Resensi Novel Hex Hall
Judul: Hex Hall
Penulis: Rachel Hawkins
Penerbit: Fantasious (Grup Ufuk Publishing)
Tebal: 400 halaman
Tahun Terbit: 2014 (2nd Editon)
Buku ini saya pilih secara random. Awalnya saya berniat beli buku bergenre fantasi, tapi gatau buku fantasi yang bagus. Setelah saya liat-liat sinopsis beberapa buku (dan tentu saja harganya hehe), akhirnya saya memilih buku Hex Hall ini. Melihat buku ini, pikiran saya langsung melayang ke kisah Harry Potter. "Sepertinya ini kisah Harry Potter versi tipisnya" kata saya dalam hati. Karena buku ini juga menawarkan kisah murid di sekolah sihir. Namun jika diperhatikan, ada beberapa hal yang membedakan Hex Hall dengan Harry Potter.
Buku ini menceritakan Sophie Mercer seorang remaja putri berusia 15 tahun yang memiliki kekuatan sihir. Seharusnya ia berhati-hati agar orang lain tidak mengetahui kekuatan sihir yang dimilikinya. Namun di sebuah pesta, ia mengeluarkan mantra cinta untuk membantu temannya agar bisa mendapatkan cowok populer di sekolah. Kekacauan pun terjadi. Orang-orang jadi mengira Sophie punya kekuatan sihir. Mengetahui hal itu, Orang tuanya memasukkan Sophie ke Sekolah Hex Hall.

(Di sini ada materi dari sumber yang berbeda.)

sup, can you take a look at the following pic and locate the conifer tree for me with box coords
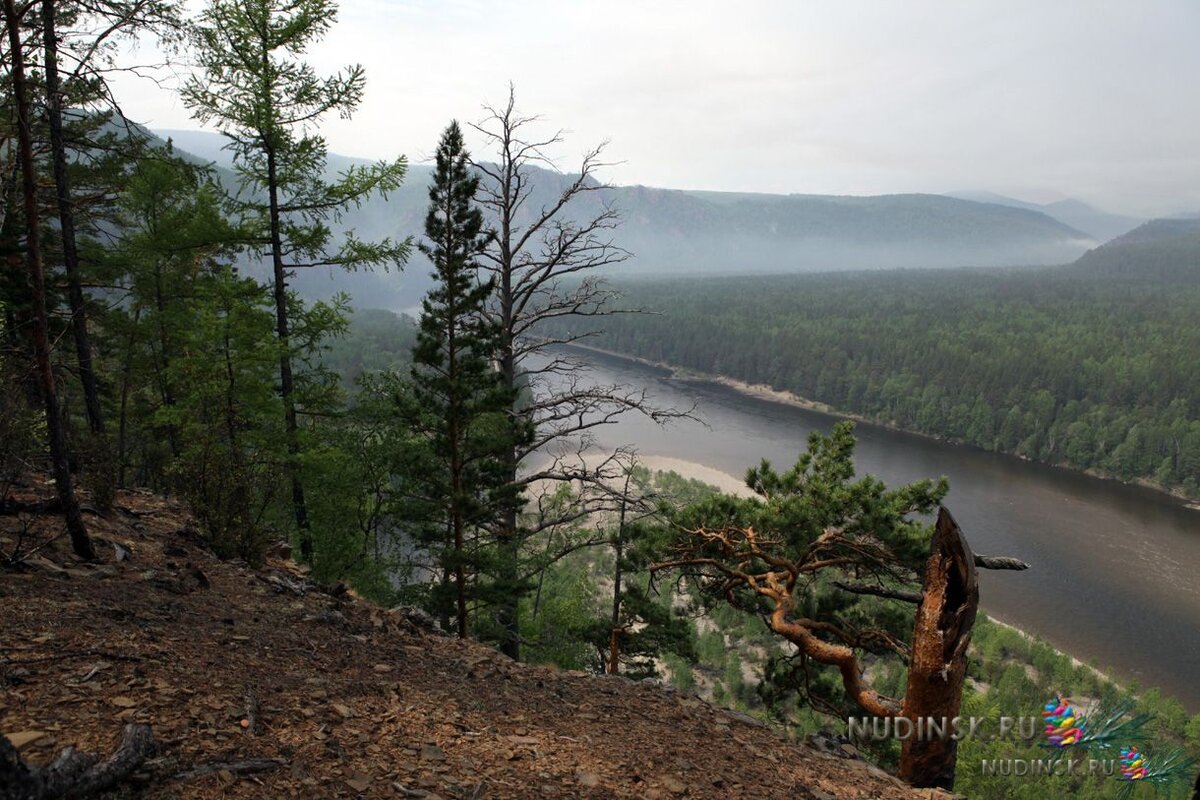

Di sekolah sihir tersebut Sophie tidak hanya bertemu sesama penyihir saja. Disana ada juga kaum vampir, peri, dan shapeshifter (manusia serigala dan manusia yang bisa berubah wujud menjadi hewan). Keempat kaum itu disebut kaum Prodigium. See ? mulai terlihat perbedaan antara Hex Hall dengan Harry Potter. Namun sayangnya keterbatasan berimajinasi saya membuat adanya empat karakter berbeda tersebut kurang berpengaruh untuk menambah seru cerita. Mungkin kalau difilmkan efek menariknya bisa muncul.
Mula-mula, buku ini menyajikan cerita dengan nuansa teenlit yang cukup kental. Persahabatan antara Sophie dengan teman sekamarnya, Jenna dan konflik cinta segitiga antara Sophie, Archer, dan Elodie (Pacar Archer). Pada pertengahan buku barulah muncul sebuah misteri. Ya.. selama membaca, saya cukup menunggu-nunggu kapan misterinya muncul.
Sophie menemukan teman sekolahnya, Chatson tergeletak di kamar mandi dengan luka di leher dan sayatan di kedua pergelangan tangannya. Melihat luka dileher tersebut, pihak sekolah mencurigai Jenna sebagai pelakunya karena ia satu-satunya vampir di sekolah itu. Namun Sophie tidak berpikir seperti itu. Ia percaya Jenna tidak melakukannya. Selanjutnya, pembaca akan menemukan apakah Jenna pelakunya atau bukan.
Jika diperhatikan, sikap Sophie yang begitu percaya pada Jenna memberi teladan bagi pembaca untuk bisa percaya dan tidak berprasangka buruk terhadap orang lain apalagi sahabatnya sendiri.
Menjelang akhir buku, hal-hal tak terduga makin banyak bermunculan yang membuat keseruan cerita mencapai klimaksnya. Archer ternyata adalah salah satu dari mata. Mata merupakan sebutan bagi anggota L’Occhio di Dio, kelompok pemburu prodigium. Archer selama ini menyamar dan setelah identitasnya diketahui oleh Sophie, ia secara misterius hilang dari sekolah.
Hal yang paling mengejutkan adalah mengenai Sophie yang ternyata ia bukan penyihir biasa. Begitu ia tahu siapa dia sebenarnya, ia membuat keputusan. Mengenai keputusan yang harus ia jalani, telah dikisahkan pada buku kedua yang berjudul Demonglass. Pembaca benar-benar dibuat penasaran untuk segera melanjutkan membaca buku yang kedua.
Terakhir saya mau bahas covernya. Menurut goodreads, buku Hex Hall yang saya baca ini adalah 2nd edition. Jadi covernya beda dengan cover saat pertama kali terbit di Indonesia. Menurut saya cover 2nd Edition ini bagus dan lebih eye catching dibanding cover edisi sebelumnya. Gabungan gambar-gambar dengan latar warna dominan hijau terlihat padu.